Bir insan nasıl bu kadar zalim olabilir!

Ali Demirel

Ali Demirel

22 Şub 2019 02:00
  • Merhamet ve şefkat, insanın sahip olduğu en müstesna duygulardandır ve insanı kalp yoluyla Hakk’a ulaştıran önemli vesilelerdendir. Merhametli mümin, tavır ve davranışlarıyla insanlara ve çevresine sevgi, rahmet, huzur ve güven taşıyan bir gönül doktoru gibidir. 

    Gönlünü rahmete açmış ve onun bir tül kadar ince ve yumuşak atmosferini yansıtan her şefkatli mümin, bulunduğu yerde huzur ve güvenin temsilcisi sayılır. 

    O dertlilerin yanı başında, sahipsiz ve kimsesizlerin başucunda bulunurken sadece imanının gereğini ortaya koyar. Zira bir müminde imanın ilk meyvesi merhamettir. 

    Merhamet ve şefkat Allah’tan korkan, yaptığı şeylerin hesabını vereceği şuurunda yaşayan insanlarda gösterir kendini. Her şeyi kendine düşman veya ezip geçeceği bir nesne olarak gören kişilerde merhametten izler bulmak zordur. 

    Böylesi insanlar için Peygamber Efendimiz şöyle buyurmuştur: “Merhamet, ancak şakînin (ebedî hüsrana uğrayanın) kalbinden çıkarılabilir.” (Tirmizî, Birr 16)

    Masum insanlara zulmedenler!

    Bir insanda varlıklara karşı merhamet ve şefkat hissinden eser yoksa o insan artık kalbi mühürlenmiş bir şakî hâline gelmiştir. Şakî, ebedi hüsrana uğrayan, ahiret saadetini kaybeden kişi demektir. Eşkıya kelimesi de şakî kelimesinin çoğuludur ve Türkçemizde masum insanlara zulmeden, merhamet yoksunu kişiler için kullanılır.

    Merhamet hissi, kalbin rikkatinden kaynaklanır. Duygulardaki incelik o kalbin ölmediğine bir alâmettir.
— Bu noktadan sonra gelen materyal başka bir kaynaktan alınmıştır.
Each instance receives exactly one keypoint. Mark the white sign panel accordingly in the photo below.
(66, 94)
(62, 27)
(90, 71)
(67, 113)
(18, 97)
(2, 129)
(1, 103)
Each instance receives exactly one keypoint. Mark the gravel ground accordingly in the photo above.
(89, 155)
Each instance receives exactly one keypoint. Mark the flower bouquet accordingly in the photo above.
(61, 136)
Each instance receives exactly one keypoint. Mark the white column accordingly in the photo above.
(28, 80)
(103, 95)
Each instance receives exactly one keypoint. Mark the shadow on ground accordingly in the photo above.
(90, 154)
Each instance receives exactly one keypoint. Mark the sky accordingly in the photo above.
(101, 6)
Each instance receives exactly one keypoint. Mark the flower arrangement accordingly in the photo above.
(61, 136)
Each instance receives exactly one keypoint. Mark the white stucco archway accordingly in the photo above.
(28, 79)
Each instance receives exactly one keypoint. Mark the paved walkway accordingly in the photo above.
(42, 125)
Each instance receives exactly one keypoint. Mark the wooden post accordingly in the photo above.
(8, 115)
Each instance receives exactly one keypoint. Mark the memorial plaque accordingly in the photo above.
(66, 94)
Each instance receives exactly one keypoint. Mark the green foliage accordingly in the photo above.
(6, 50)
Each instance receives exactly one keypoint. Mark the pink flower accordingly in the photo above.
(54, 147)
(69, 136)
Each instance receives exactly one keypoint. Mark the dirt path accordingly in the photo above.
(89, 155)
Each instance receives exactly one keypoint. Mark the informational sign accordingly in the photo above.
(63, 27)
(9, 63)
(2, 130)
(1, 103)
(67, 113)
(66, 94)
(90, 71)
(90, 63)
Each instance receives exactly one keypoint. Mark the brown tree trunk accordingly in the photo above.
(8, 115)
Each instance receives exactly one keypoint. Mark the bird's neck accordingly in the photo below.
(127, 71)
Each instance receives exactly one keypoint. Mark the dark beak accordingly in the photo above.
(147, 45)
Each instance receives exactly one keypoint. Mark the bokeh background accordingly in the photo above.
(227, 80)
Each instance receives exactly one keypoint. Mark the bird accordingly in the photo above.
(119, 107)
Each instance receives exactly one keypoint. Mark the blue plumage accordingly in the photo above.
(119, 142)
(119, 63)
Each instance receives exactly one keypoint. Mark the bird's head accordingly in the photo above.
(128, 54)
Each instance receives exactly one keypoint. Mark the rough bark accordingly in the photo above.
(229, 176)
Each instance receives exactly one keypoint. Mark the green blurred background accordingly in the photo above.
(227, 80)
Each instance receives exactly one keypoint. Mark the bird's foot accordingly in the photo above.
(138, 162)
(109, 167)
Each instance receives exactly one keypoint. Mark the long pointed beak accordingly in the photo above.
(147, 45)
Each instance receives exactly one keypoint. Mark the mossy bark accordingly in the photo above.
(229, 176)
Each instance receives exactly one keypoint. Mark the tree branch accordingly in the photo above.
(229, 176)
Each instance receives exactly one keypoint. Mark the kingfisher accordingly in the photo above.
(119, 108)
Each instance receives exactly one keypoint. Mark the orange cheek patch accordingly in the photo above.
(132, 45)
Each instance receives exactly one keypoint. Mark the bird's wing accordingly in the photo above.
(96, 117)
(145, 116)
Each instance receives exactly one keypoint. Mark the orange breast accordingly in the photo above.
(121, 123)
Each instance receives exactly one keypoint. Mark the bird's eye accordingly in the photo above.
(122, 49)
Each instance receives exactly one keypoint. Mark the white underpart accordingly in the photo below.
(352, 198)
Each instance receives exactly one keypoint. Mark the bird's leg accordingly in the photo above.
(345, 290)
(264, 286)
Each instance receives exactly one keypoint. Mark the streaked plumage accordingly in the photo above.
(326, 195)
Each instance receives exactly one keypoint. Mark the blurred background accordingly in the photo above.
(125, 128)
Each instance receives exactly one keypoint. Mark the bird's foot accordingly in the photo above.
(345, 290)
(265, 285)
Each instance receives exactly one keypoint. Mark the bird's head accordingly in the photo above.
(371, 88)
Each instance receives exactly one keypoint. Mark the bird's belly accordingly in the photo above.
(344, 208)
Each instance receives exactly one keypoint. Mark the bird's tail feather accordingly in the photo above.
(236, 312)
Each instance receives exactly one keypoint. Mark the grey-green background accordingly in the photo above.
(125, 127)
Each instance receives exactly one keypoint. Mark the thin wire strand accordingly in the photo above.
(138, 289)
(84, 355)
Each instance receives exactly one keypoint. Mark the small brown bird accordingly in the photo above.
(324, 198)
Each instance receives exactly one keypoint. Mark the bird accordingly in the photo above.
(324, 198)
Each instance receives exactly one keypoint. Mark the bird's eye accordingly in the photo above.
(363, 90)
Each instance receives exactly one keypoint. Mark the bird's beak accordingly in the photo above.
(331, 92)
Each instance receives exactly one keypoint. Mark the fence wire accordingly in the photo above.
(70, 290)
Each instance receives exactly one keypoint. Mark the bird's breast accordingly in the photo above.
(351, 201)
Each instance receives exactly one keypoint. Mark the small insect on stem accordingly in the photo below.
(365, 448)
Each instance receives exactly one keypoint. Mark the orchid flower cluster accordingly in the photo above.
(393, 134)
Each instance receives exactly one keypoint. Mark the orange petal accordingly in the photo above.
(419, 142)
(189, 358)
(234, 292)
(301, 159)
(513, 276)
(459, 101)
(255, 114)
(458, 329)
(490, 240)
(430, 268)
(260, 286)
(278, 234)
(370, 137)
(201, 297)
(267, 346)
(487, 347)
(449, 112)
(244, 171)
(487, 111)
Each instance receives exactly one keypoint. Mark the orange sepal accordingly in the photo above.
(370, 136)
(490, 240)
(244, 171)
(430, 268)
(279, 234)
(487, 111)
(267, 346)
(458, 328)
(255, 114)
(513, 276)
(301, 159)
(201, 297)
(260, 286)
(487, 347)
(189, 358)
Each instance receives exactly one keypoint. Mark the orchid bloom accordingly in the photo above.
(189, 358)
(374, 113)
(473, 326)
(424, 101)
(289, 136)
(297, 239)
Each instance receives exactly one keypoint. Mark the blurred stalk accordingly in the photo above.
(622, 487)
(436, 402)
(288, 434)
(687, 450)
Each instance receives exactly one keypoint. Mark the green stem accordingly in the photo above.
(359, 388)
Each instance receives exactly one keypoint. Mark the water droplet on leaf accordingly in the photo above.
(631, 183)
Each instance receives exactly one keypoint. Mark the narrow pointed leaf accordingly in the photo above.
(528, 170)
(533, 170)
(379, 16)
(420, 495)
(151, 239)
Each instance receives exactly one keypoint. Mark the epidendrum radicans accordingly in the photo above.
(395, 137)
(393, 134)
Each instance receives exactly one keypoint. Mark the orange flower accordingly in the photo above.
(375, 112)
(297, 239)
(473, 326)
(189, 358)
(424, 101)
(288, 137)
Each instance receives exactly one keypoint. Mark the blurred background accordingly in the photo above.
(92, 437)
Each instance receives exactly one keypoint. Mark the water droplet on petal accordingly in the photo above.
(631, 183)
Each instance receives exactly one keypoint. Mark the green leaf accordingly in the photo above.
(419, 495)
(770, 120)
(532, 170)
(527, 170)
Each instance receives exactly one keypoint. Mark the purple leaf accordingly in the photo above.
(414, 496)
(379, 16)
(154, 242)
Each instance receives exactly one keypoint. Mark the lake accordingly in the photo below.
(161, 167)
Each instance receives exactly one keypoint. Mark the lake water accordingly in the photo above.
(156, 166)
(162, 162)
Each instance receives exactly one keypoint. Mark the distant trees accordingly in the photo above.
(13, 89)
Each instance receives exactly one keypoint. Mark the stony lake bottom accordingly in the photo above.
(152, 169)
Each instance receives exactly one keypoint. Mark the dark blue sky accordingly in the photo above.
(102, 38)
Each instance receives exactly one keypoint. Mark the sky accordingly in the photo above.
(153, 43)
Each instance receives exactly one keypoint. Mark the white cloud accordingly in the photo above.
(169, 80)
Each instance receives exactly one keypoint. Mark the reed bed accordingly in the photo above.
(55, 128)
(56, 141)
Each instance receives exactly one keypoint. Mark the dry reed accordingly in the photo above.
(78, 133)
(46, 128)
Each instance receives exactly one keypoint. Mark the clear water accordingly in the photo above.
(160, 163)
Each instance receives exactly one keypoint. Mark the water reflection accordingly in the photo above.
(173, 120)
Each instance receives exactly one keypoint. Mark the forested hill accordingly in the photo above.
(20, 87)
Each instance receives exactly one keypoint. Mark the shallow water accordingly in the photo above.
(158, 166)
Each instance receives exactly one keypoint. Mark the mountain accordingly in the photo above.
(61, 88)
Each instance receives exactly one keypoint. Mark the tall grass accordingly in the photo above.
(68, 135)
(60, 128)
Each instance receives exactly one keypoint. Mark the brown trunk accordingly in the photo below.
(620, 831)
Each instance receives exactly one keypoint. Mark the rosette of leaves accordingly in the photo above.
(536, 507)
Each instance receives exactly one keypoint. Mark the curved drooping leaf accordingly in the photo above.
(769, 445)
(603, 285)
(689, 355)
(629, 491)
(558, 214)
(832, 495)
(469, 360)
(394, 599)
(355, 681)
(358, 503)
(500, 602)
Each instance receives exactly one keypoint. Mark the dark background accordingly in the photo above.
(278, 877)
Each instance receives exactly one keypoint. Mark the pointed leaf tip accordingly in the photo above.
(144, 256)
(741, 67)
Kalbinde merhametten hisse olmayan kişi şakîdir ve bu durumdaki bir insan merhametsiz ve gaddar olarak isimlendirilir. 

    Dünya tarihi böyle kalpsiz, duygusuz insanların zulüm örnekleriyle doludur. Eğer bir kalpte iman gibi bir ışık olmazsa veya o iman düzenli olarak irfanla beslenmiyorsa böylesi karanlık bir kalpten sadece karanlık ürer, zulüm ve taşkınlık ortaya çıkar.

    Bir insan nasıl zalimleşir?

    İslâm’ın yeryüzüne gönderilmesinden önce Allah korkusundan mahrum insanlar kendi kız çocuklarını diri diri toprağa gömecek kadar canavar ruhlu iken, Peygamber Efendimiz’in kâinata bir rahmet güneşi olarak doğmasından sonra O’nun izinden giden kutlular, “Karınca basmaz efendi” olarak anılmaya başlamışlardır. 

    Daha dün çocuklarını gömen bu insanlar artık yürürken böcek vb. haşereleri ezmemek için ayaklarına halhal bağlamışlar, imanın gücüyle zulmün çukurlarından oksijen ve ışığı bol şefkat zirvelerine tırmanmışlardır.

    Şayet bazı insanlarda şefkat belirtileri yok olmaya yüz tutmuş veya yok olmuşsa, bu onların kendi aslî tabiatlarını bozup bir deformasyona uğradıklarının işaretidir. 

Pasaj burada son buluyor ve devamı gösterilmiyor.